La fine solitaria del tiranno morto 2 volte


Antonio Skarmeta, il celebre scrittore della storia "el cartero de neruda" che ha ispirato il Postino, oggi scrive su Repubblica:


"QUAND'ERA al culmine del suo potere, Pinochet immaginava centinaia di cospirazioni ai suoi danni, organizzate dai "siñores politicos". Per qualche strana ragione, non si sa se dentale o stilistica, non riusciva a pronunciare correttamente la parola "señores". E per dimostrare la volontà dei "siñores politicos" di distruggere la libertà e l'ordine che sosteneva di rappresentare, in un celebre discorso pronunciato al Club conservatore de la Unión, si fece promotore di letture rivoluzionarie: "Bisogna leggere Lenin, "siñores"". Leggere "Linin" per individuare con chiarezza le tattiche terroristiche dei suoi avversari. Non si sbagliava. Sono stati i "siñores politicos" cileni d'ogni tendenza - chi prima, chi con molto ritardo - a ridurre l'uomo forte a feticcio di una dozzina di anziane signore. Immagino che questo discorso dominerà la stampa di oggi: il dittatore Pinochet è morto politicamente assai prima della sua morte fisica. Per usare un'immagine cara al folclore cileno, la pannocchia si è sgranata un po' alla volta. Alla fine i suoi alleati sono rimasti in pochi come i denti nella sua bocca. È stata questa la sua sconfitta......"
"......Non a torto, una compunta signora, fedele al generale, si è presentata davanti all'ospedale dove il suo idolo stava agonizzando con in mano un piccolo cartello confezionato alla buona, con la seguente accusa: Derecha dormida, Pinochet te salvó la vida (destra addormentata, Pinochet ti ha salvato la vita). Oltre ai suoi familiari, e a questa stoica signora che col suo cartellino in mano ha sopportato i 32 gradi della primavera cilena, non c'è nessuno a piangere per Pinochet. È giusto allora dire che il generale è morto molto prima di morire? Un fatto però è certo: quel cartellino non è la sola cosa che resta di lui in Cile. Con lo stile della sua ritirata, Pinochet è stato determinante per il carattere attuale, praticamente di "unità nazionale", del governo cileno..."

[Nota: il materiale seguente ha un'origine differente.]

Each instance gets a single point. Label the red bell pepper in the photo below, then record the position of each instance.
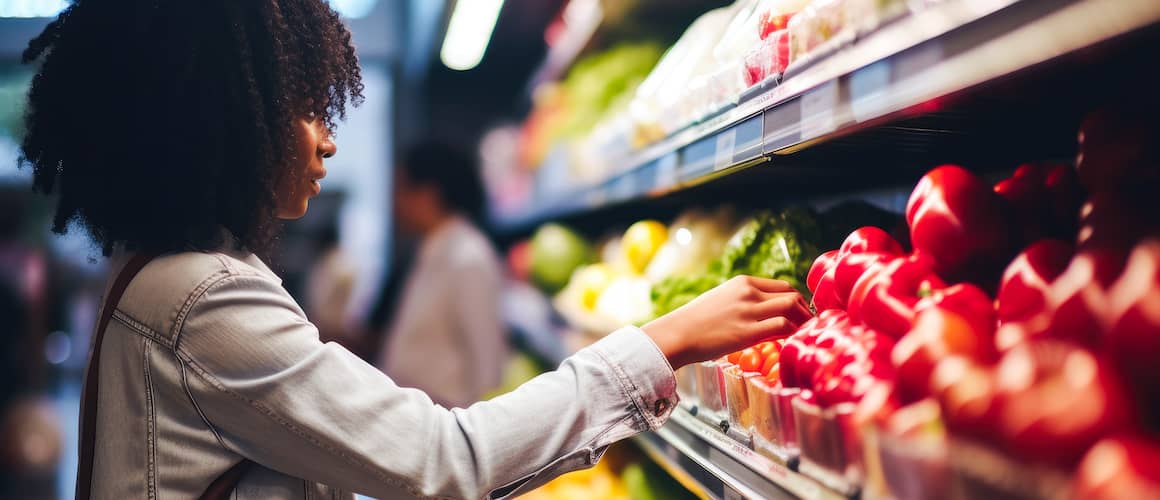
(820, 266)
(826, 296)
(1124, 466)
(853, 267)
(970, 302)
(1078, 302)
(885, 301)
(1057, 400)
(870, 239)
(1116, 219)
(961, 222)
(937, 333)
(1044, 198)
(1133, 325)
(1023, 288)
(1117, 145)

"...Alla fine un dittatore del calibro di Pinochet, il cui regime si era reso responsabile di innumerevoli sparizioni, torture, fucilazioni indiscriminate e arbitrarie e decine di migliaia di licenziamenti, costringendo all'esilio centinaia di migliaia di cileni, sarebbe stato giudicato lontano dalla protezione dei suoi camerati. Ma la gioia fu di breve durata....."

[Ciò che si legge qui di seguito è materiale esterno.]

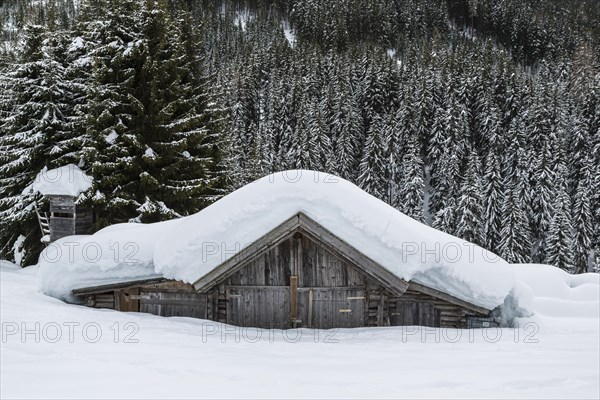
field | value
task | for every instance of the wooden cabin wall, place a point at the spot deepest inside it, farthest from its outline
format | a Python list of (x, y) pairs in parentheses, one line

"....Diciamolo chiaramente: la democrazia non ha mai avuto la forza di mettere Pinochet sotto chiave. Anzi, diciamolo anche più chiaramente: la democrazia cilena non ha mai voluto incarcerarlo. Quest'ambiguità è forse la più sublime strategia di consolidamento di un'unità nazionale che spiega la tanto celebrata stabilità e il benessere del Cile di oggi. Oggi è morto Pinochet: un uomo che ha distrutto la vita di molte famiglie cilene: il suo brutale golpe fu una risposta sproporzionata ai problemi, pure reali, della società del 1973. La sua eredità è dunque più poderosa, e più sottile di quanto recita il piccolo cartello dell'anziana solitaria davanti all'ospedale. Una cosa è certa: Pinochet è finito solo, perdendo la sua battaglia. In questo senso i "siñores politicos" hanno fatto un ottimo lavoro - che abbiano o meno letto "Linin". E tuttavia, la sua fuga finale da una giustizia che non abbiamo potuto o voluto fare ci coinvolge nella sconfitta, e nella tristezza. Nel Giulio Cesare, davanti al cadavere dell'imperatore, Marco Antonio sentenzia nel suo discorso funebre: "Il male fatto dagli uomini sopravvive alla loro morte, il bene che hanno fatto viene sepolto con le loro ossa". Seppelliamo Cesare.